Chapter 3: Numerically Summarizing Data
Section 3.1: Measure of Central Tendency
Objectives: Students will be able to:
Determine the arithmetic mean of a variable from raw data
Determine the median of a variable from raw data
Determine the mode of a variable from raw data
Use the mean and the median to help identify the shape of a distribution
Vocabulary:
Parameter – a descriptive measure of a population
Statistic – a descriptive measure of a sample
Arithmetic Mean – sum of all values of a variable in a data set divided by the number of observations
Population Arithmetic Mean – (μ) summation ( ∑ ) of all values of a variable from the population divided by the total number in the population (N)

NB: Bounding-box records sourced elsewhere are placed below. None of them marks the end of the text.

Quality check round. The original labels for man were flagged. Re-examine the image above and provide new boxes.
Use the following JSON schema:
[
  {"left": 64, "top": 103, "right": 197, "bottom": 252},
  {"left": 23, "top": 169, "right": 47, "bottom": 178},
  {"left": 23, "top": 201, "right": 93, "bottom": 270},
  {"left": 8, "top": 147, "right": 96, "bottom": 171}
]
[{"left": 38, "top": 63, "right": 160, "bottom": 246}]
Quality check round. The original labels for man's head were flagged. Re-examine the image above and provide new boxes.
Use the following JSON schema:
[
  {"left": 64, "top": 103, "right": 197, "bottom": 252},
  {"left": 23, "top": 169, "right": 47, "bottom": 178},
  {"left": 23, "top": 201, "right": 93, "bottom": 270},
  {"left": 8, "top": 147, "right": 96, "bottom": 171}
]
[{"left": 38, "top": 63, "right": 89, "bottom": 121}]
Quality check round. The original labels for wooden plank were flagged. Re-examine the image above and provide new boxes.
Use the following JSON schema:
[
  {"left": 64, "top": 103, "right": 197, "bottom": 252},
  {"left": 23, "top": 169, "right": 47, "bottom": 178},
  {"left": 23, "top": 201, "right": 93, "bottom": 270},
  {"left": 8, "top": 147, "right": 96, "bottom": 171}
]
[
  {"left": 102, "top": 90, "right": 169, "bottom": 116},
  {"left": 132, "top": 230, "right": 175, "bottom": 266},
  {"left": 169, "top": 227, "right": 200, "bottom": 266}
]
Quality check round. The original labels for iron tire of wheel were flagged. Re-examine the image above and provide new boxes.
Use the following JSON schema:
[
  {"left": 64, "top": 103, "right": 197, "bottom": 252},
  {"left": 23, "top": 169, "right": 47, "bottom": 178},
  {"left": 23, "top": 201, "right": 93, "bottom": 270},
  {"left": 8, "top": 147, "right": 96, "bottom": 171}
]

Sample Arithmetic Mean – (x‾) summation of all values of a variable from a sample divided by the total number of observation from the sample (n)
Median – (M) the value of the variable that lies in the middle of the data when arranged in ascending order (if there is a even number of observations, then the median is the average of observations either side of the middle (½) value
Mode – the most frequently observed value of the variable
Resistant – extreme values do not affect the statistic
Key Concepts: Three characteristics used to describe distributions (from histograms or similar charts)
- Shape
- Center
- Spread
Central Tendency / Computation / Interpretation / When to use
Mean / μ = (∑xi ) / N
x‾ = (∑xi) / n / Center of gravity / Data are quantitative and frequency distribution is roughly symmetric
Median / Arrange data in ascending order and divide the data set into half / Divides into
bottom 50% and top 50% / Data are quantitative and frequency distribution is skewed
Mode / Tally data to determine most frequent observation / Most frequent observation / Data are qualitative or the most frequent observation is the desired measure of central tendency
Example 1: Which of the following are resistant measures of central tendency:
Mean,
Median or
Mode?
Example 2: Given the following set of data:
70, 56, 48, 48, 53, 52, 66, 48, 36, 49, 28, 35, 58, 62, 45, 60, 38, 73, 45, 51,
56, 51, 46, 39, 56, 32, 44, 60, 51, 44, 63, 50, 46, 69, 53, 70, 33, 54, 55, 52
What is the mean?
What is the median?
What is the mode?
What is the shape of the distribution?
Example 3: Given the following types of data and sample sizes, list the measure of central tendency you would use and explain why?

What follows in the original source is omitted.